Minneapolis — Polaris Industries Inc. (NYSE: PII), the leading manufacturer of off-road vehicles (ORVs), today announced the company has entered a 10-year, exclusive partnership with the Boy Scouts of America, the largest youth organization in the U.S., to provide all-terrain vehicles (ATVs), side-by-sides (SxS) and safety equipment to select Boy Scout camps across the country.
“Polaris is proud to join forces with the Boy Scouts of America to develop a comprehensive off-road vehicle program that introduces youth to our sport with an emphasis on safety, responsible riding and respect for the environment,” said Scott Wine, Polaris Chairman and Chief Executive Officer. “We are encouraged by the success of the pilot off-road programs and look forward to expanding the course to a national level.”

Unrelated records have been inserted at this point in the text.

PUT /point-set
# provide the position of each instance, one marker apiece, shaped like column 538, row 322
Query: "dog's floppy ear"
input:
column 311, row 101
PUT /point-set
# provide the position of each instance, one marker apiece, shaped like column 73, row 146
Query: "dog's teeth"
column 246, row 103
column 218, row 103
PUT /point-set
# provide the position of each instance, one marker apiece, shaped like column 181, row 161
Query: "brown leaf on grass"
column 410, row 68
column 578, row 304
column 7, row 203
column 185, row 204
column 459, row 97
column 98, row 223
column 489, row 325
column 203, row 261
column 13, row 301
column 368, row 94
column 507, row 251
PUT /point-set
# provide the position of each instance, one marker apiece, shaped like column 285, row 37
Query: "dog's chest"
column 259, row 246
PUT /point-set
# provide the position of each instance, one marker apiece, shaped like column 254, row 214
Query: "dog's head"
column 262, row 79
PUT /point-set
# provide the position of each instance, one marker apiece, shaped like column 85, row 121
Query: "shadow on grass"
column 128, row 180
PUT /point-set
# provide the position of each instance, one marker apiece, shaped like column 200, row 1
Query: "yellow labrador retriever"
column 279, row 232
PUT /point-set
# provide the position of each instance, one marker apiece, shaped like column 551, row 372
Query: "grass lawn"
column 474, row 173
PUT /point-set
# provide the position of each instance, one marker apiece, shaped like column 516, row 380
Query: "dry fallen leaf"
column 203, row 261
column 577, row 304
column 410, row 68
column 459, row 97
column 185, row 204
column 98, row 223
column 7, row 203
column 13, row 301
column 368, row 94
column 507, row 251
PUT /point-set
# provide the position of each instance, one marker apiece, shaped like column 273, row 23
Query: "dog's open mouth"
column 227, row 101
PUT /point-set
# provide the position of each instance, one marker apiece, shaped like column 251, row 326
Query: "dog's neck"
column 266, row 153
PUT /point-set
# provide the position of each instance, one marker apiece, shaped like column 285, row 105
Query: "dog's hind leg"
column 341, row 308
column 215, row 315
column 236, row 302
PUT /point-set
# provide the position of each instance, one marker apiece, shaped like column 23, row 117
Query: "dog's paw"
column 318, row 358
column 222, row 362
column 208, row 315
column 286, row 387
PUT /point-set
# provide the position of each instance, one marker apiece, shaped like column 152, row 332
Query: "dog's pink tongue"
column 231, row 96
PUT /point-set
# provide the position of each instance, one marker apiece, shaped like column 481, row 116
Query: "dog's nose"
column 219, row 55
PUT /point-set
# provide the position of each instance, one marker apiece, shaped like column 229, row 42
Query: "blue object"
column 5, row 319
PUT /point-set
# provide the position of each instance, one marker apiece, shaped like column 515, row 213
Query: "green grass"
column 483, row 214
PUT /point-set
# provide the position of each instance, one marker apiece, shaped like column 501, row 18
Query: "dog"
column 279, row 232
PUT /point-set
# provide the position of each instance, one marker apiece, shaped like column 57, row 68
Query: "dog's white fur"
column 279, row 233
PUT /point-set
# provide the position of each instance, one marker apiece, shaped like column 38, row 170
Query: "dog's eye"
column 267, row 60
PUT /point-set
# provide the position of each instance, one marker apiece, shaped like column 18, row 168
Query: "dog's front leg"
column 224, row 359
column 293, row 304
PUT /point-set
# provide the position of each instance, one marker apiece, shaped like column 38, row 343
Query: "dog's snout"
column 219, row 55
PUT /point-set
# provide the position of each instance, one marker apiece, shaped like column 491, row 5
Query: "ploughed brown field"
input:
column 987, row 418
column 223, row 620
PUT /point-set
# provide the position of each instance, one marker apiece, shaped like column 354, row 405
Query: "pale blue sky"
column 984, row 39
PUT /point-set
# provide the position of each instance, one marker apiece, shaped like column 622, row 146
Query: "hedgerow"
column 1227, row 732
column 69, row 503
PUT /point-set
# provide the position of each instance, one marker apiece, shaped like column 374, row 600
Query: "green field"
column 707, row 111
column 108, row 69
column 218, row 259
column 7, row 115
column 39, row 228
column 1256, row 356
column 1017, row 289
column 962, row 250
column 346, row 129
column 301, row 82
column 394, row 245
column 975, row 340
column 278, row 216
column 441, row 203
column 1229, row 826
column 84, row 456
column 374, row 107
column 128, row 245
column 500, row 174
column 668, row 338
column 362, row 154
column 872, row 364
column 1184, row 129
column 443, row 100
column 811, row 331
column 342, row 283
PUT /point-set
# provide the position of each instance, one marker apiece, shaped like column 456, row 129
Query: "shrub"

The partnership promotes youth off-road safety practices, environmental respect and the benefits of outdoor activities. Polaris has donated ORVs and safety gear to the BSA’s Northern Star Council’s Tomahawk Scout Reservation, the second largest Boy Scout camp in the nation, and the Northern Lights Council’s Camp Wilderness. The pilot programs at these camps were very popular, with more than 900 Boy Scouts learning basic riding and maintenance while earning safety patches. This 10-year partnership will improve and extend the reach of these courses.
“The off-road vehicle pilot we conducted in conjunction with Polaris and several local council camps proved to be both successful and very popular among the youth,” said Chief Scout Executive Wayne Brock. “As we work to keep our programs relevant to the youth of today and tomorrow, we are grateful for this opportunity to work closely with Polaris. We are excited that in the coming years, with the help of Polaris, we will be able to teach youth safe and responsible practices for the use of off-road vehicles.”
Polaris vehicles available to camp visitors for the program include the easy-to-use Phoenix 200, Sportsman 570 EPS and RZR 170 youth SxS. As part of the donation, Polaris will adjust models as needed and replace older units over time to ensure that Boy Scouts always have the most up-to-date and age-appropriate vehicles available.